ただし、税抜処理方式を採用している場合、消費税の還付税額は、会計理論上は、仮受消費税の金額(預かった消費税額)と仮払消費税の金額(支払った消費税額)の差額として表される。
仮受消費税勘定の金額より仮払消費税の金額が大きくなるので、その分の消費税が還付されるということ。
したがって、理論的には、仮受消費税の金額と仮払消費税の金額を相殺し、その差額を還付を受けるべき消費税の税額として未収消費税勘定で処理をするということになる。

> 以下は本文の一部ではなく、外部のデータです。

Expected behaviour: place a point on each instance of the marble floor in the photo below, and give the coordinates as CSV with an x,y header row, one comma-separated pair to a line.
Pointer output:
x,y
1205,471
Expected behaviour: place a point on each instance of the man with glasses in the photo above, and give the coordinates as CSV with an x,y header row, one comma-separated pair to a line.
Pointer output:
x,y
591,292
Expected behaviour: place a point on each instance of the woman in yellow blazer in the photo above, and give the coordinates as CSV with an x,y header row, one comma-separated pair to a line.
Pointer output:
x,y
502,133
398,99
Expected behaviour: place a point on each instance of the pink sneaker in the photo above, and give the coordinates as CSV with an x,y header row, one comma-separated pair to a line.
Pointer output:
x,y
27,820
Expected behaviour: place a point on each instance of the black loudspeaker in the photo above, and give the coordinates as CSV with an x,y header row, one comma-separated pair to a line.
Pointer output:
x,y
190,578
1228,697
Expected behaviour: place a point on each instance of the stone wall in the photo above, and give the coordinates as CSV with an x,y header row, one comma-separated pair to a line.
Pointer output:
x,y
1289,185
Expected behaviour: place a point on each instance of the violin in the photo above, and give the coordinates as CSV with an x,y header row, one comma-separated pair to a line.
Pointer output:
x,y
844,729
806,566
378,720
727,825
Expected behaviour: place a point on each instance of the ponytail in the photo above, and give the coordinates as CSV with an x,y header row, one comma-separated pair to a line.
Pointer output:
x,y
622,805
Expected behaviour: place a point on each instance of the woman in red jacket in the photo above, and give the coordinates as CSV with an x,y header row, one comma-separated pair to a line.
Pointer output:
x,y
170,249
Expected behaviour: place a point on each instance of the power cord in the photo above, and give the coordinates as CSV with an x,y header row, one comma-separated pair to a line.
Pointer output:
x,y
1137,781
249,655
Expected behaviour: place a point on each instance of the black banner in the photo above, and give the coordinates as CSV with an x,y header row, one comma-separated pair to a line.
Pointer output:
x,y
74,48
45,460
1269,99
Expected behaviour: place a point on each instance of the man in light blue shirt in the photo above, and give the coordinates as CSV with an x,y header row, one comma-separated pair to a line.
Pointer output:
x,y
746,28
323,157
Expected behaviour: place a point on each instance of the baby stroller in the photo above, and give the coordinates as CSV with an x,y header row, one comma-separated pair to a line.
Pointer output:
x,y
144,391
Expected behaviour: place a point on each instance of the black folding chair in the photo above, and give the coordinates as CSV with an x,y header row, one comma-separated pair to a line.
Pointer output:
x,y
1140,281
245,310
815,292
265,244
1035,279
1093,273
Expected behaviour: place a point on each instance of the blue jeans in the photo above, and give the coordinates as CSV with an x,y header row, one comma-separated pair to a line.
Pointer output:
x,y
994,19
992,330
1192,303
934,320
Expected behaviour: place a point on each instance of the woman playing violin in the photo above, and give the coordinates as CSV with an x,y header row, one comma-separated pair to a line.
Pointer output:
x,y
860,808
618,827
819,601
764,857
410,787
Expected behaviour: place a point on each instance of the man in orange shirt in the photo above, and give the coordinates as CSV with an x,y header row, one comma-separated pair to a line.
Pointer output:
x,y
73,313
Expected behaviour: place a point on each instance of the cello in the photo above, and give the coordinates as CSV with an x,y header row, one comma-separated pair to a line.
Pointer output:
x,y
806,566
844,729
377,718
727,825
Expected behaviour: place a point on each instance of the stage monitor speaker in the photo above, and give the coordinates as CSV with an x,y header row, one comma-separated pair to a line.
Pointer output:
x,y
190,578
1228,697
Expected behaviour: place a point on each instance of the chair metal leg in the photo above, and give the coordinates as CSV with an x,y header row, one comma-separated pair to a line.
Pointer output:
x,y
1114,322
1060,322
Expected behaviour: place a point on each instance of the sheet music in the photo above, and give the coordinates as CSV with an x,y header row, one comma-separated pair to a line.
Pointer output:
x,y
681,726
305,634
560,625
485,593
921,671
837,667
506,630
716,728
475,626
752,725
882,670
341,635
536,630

しかし、実際には、消費税の確定申告書の作成を通して計算された実際の還付税額と会計理論上の還付税額(仮受消費税の金額と仮払消費税の金額の差額)とは、端数処理があるため、通常一致しない。
還付時
後日、消費税の還付を受けた(消費税還付金が銀行に振り込まれた)ときは、未収消費税勘定を減少させる。
税込処理方式
確定申告時
確定申告時に消費税が還付される場合、消費税の確定申告により確定した還付税額を計上するには、未収消費税勘定(資産)を使用する。
なお、税込処理方式の場合は税抜処理方式のような端数による不一致の問題は生じない。
還付時
後日、消費税の還付を受けたときは、税抜処理方式と同様に、未収消費税勘定を減少させる。
取引の具体例と仕訳の仕方
税抜処理方式
確定申告時
確定申告で消費税の還付を受けることになった※。ただし、実際の還付税額と、仮受消費税の金額と仮払消費税の金額の差額とは一致していない。
※実際に還付される(消費税還付金が銀行に振り込まれる)のは後日。
仮受消費税 | ×××× | 仮払消費税 | ×××× |
未収消費税 | ×××× | ||
雑収入 | ×××× |
還付時
普通預金 | ×××× | 未収消費税 | ×××× |
消費税の還付の税務・税法・税制上の取り扱い
消費税の課税・非課税・免税・不課税(対象外)の区分
不課税取引(課税対象外)
消費税法上、消費税の還付は不課税取引として消費税の課税対象外である。